Though Slipknot is a nearly flawless execution of a single idea, Slipknot, the band, were still figuring some things out. “Tattered & Torn” and especially “Prosthetics” are Slipknot’s “experimental tracks,” showcases for Jones and turntablist Sid Wilson that argue for an alternate history living out their earliest dreams of signing to Ipecac and touring with Fantômas or Mr. Bungle. “Spit It Out” lives on the complete opposite end; this is the song that got the interest of Robinson and Roadrunner Records and sounds like Static-X in a Spirit Halloween. When Taylor remembers that Slipknot are a metal band, they sound like the subject of a congressional investigation. When he raps, he sounds like the backpacker you’d avoid in the school cafeteria.

The most revealing document of Slipknot figuring it all out comes not from the bounty of demos and live cuts, but the official video for “Wait and Bleed.” Though Slipknot are playing in front of a dazed, crazed crowd of thousands, it doesn’t look glamorous, because it’s not; the footage is from Mancow’s Lazer Luau II, a 1999 shock-jock radio festival at Ankeny Airfield in Des Moines. The video is overlain by a hazy scrim, like the camera was sitting on the tarmac in the oppressive Iowa summer. Compare that to the live clip for “People = Shit,” off their 2001 follow-up, Iowa. In “Wait and Bleed,” Taylor mutters, “This song is called ‘Wait and Bleed.’” Before the beat drops in “People = Shit” he hollers, “Let me see your fucking hands in the air, London!” They now have higher-end, custom-made gear, they do crowdwork, they headbang in unison instead of flopping all over the stage. Even if you still get them confused with Insane Clown Posse, there’s no denying how incredible it looks.

Yet by 2001, there was a lingering sense that this style of music was on its way out.

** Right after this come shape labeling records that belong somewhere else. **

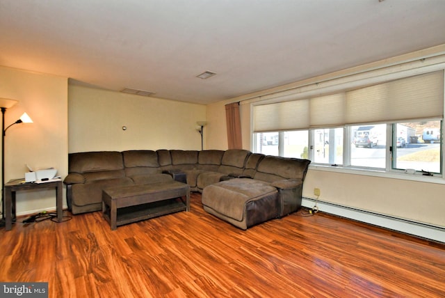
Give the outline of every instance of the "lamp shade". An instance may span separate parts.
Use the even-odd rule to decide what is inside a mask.
[[[33,120],[28,116],[26,113],[24,113],[20,117],[20,120],[23,123],[32,123]]]

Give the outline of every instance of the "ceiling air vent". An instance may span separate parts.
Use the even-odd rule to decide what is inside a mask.
[[[130,88],[125,88],[120,91],[124,93],[130,93],[130,94],[136,94],[136,95],[142,95],[142,96],[152,96],[156,92],[150,92],[150,91],[145,91],[143,90],[138,90],[138,89],[131,89]]]
[[[216,74],[215,72],[209,72],[209,71],[206,71],[202,72],[201,74],[198,74],[196,76],[196,77],[199,77],[200,79],[209,79],[210,77],[213,77],[215,74]]]

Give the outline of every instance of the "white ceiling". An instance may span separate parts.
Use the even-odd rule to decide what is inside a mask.
[[[444,28],[445,0],[0,0],[0,65],[208,104],[445,44]]]

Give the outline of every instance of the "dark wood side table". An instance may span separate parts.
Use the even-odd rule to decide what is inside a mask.
[[[22,190],[36,190],[55,187],[57,221],[62,221],[63,216],[63,183],[62,180],[44,183],[24,183],[23,181],[23,179],[15,179],[5,184],[6,230],[10,230],[13,228],[13,217],[15,217],[15,193]]]

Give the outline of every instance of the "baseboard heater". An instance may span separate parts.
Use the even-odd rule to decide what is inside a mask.
[[[315,199],[302,198],[303,207],[312,209],[314,205]],[[323,212],[445,243],[445,227],[419,223],[330,202],[318,201],[317,206],[318,210]]]

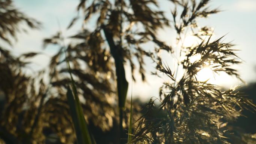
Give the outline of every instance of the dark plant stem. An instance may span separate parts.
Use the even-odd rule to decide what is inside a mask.
[[[103,26],[103,29],[110,48],[110,53],[115,60],[117,81],[118,105],[120,110],[120,135],[121,136],[124,132],[121,122],[122,122],[123,119],[123,108],[125,107],[128,89],[128,82],[125,78],[125,72],[124,66],[124,59],[122,55],[121,46],[119,45],[119,46],[118,46],[115,44],[113,39],[113,34],[105,26]],[[120,144],[122,143],[120,139]]]

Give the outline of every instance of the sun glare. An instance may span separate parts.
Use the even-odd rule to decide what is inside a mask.
[[[210,67],[205,67],[197,73],[196,77],[198,81],[204,82],[208,79],[208,82],[211,83],[214,82],[214,76],[213,71]]]

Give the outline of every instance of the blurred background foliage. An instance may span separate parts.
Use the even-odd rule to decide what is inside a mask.
[[[85,117],[97,143],[125,143],[127,142],[131,104],[129,101],[125,101],[127,89],[125,87],[128,84],[125,79],[124,65],[129,65],[130,66],[133,80],[138,80],[134,76],[134,71],[137,70],[142,80],[145,81],[146,73],[149,72],[145,71],[144,58],[149,57],[155,62],[159,72],[169,74],[171,79],[176,80],[176,77],[171,71],[167,67],[165,67],[164,64],[162,64],[159,55],[161,50],[172,54],[175,49],[158,38],[156,30],[164,27],[171,26],[176,30],[178,36],[177,39],[179,41],[186,28],[190,27],[195,29],[195,31],[203,32],[194,34],[195,36],[203,39],[204,36],[211,35],[210,30],[207,27],[200,28],[197,25],[196,19],[206,17],[208,15],[219,11],[216,9],[208,9],[206,6],[208,6],[206,5],[208,0],[202,0],[197,3],[193,0],[189,1],[189,4],[192,4],[192,10],[188,6],[189,4],[184,1],[171,1],[177,7],[182,7],[180,13],[179,13],[180,16],[179,20],[177,21],[166,18],[164,12],[159,9],[157,1],[155,0],[94,0],[91,2],[81,0],[78,4],[77,11],[83,14],[82,18],[84,19],[85,22],[92,18],[97,19],[94,24],[96,26],[95,28],[87,29],[83,23],[82,30],[77,34],[63,39],[60,26],[59,30],[56,30],[55,35],[44,40],[45,48],[54,45],[59,48],[59,50],[51,58],[47,68],[35,72],[33,74],[26,74],[27,65],[33,62],[29,61],[29,58],[42,53],[30,52],[15,56],[5,48],[4,45],[0,44],[0,143],[76,143],[74,129],[66,96],[67,84],[71,83],[71,80],[66,66],[65,47],[67,48],[67,57],[70,62],[71,72],[74,77]],[[19,39],[16,37],[17,33],[25,31],[26,28],[40,29],[42,27],[40,22],[20,12],[13,6],[12,3],[10,0],[0,0],[0,39],[1,42],[10,45],[12,45],[13,40]],[[174,10],[171,13],[174,20],[178,16],[177,12]],[[70,28],[78,18],[74,18],[67,29]],[[217,45],[219,44],[219,42],[216,43]],[[142,47],[141,44],[148,42],[155,45],[154,49]],[[214,44],[214,43],[211,44],[212,45]],[[224,47],[231,46],[223,46]],[[188,50],[192,49],[191,53],[187,55],[188,58],[190,54],[194,55],[195,52],[200,53],[202,55],[207,53],[206,50],[201,50],[200,51],[198,48],[193,50],[192,48],[182,48],[187,49]],[[232,55],[233,53],[228,54]],[[207,55],[205,58],[207,58],[204,60],[214,58],[215,56]],[[222,58],[224,59],[225,58]],[[188,58],[180,64],[190,70],[188,70],[187,73],[191,77],[186,77],[183,82],[188,82],[191,86],[195,83],[191,80],[194,80],[193,79],[195,78],[194,76],[198,70],[193,68],[189,69],[189,68],[191,68],[189,67],[189,62]],[[223,65],[225,61],[222,62],[218,64]],[[234,61],[229,62],[237,63]],[[195,64],[195,67],[203,65],[202,62]],[[138,67],[136,68],[135,65],[138,65]],[[226,69],[224,68],[226,68],[225,67],[216,69],[216,71],[228,71]],[[118,71],[118,70],[119,71]],[[239,74],[235,70],[229,70],[228,71],[229,74],[239,77]],[[153,74],[159,74],[158,73]],[[116,82],[117,78],[117,82]],[[119,81],[121,82],[121,84],[118,84]],[[174,88],[176,85],[176,86],[182,85],[182,82],[181,80],[179,83],[177,82],[176,84],[175,82],[172,84]],[[168,84],[165,84],[165,85]],[[124,86],[123,89],[120,88],[123,86]],[[189,91],[187,89],[180,90],[183,94],[186,94],[186,91]],[[250,83],[236,91],[248,95],[248,99],[253,99],[255,104],[256,102],[254,96],[256,93],[255,83]],[[192,91],[188,92],[188,94],[194,94],[193,92],[194,92]],[[121,95],[121,93],[122,94]],[[156,132],[155,135],[151,133],[150,137],[155,140],[152,142],[152,138],[146,137],[147,135],[146,135],[150,132],[145,132],[147,130],[141,128],[148,123],[143,120],[136,121],[145,118],[149,108],[152,111],[151,118],[164,119],[167,117],[169,114],[167,114],[165,109],[173,108],[170,108],[170,105],[165,108],[164,102],[167,103],[169,102],[167,102],[168,99],[165,98],[167,95],[164,93],[163,92],[162,95],[160,94],[160,98],[165,100],[162,101],[164,102],[159,105],[158,105],[159,104],[156,104],[156,106],[153,101],[145,104],[139,99],[132,101],[133,121],[137,122],[134,125],[138,126],[139,128],[139,132],[134,133],[135,137],[134,140],[138,143],[142,143],[140,141],[144,138],[149,138],[149,142],[154,143],[164,143],[164,139],[165,143],[171,141],[165,137],[168,137],[168,134],[165,134],[173,132],[167,131],[164,132],[165,133]],[[187,107],[191,104],[192,101],[191,96],[186,98],[183,96],[180,105],[184,104]],[[159,110],[158,108],[159,106],[164,108]],[[188,107],[184,107],[185,110]],[[119,111],[120,108],[122,108],[122,111]],[[253,111],[253,109],[243,110],[242,114],[245,117],[239,117],[237,120],[223,123],[225,125],[223,126],[226,126],[225,131],[228,131],[223,136],[230,138],[225,141],[234,144],[255,143],[256,117],[251,111]],[[238,109],[235,110],[234,113],[237,112],[238,114]],[[119,116],[121,113],[122,117]],[[168,117],[170,117],[170,116],[172,115],[168,116]],[[147,119],[150,120],[150,117]],[[120,130],[121,127],[123,129]],[[134,127],[134,132],[137,129],[135,127]],[[147,128],[155,127],[155,126]],[[170,128],[166,128],[167,130],[171,129]],[[159,134],[163,135],[160,135]],[[165,138],[159,139],[162,137]],[[139,138],[136,139],[138,138]],[[120,138],[123,140],[121,142]],[[146,143],[144,140],[142,141]]]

Korn’s Issues, Limp Bizkit’s Chocolate Starfish and the Hot Dog Flavored Water, “Back to School,” all of it was still doing numbers, but the returns were diminishing; Linkin Park proved that nu-metal was more likely to merge with their TRL competitors than vanquish them. I distinctly remember leafing through an issue of Rolling Stone with Slipknot on the cover and a four-star review of the Strokes’ Is This It, and thinking it could be a cultural turning point à la Guns N’ Roses and Nirvana duking it out at the Video Music Awards. The next issue was their 9/11 tribute; Clear Channel stations banned songs ranging from 311’s “Down” to Drowning Pool’s “Bodies” and Jimmy Eat World had to temporarily self-title their breakthrough album. No one knew what America needed to heal at that time, but it probably wasn’t “People = Shit.”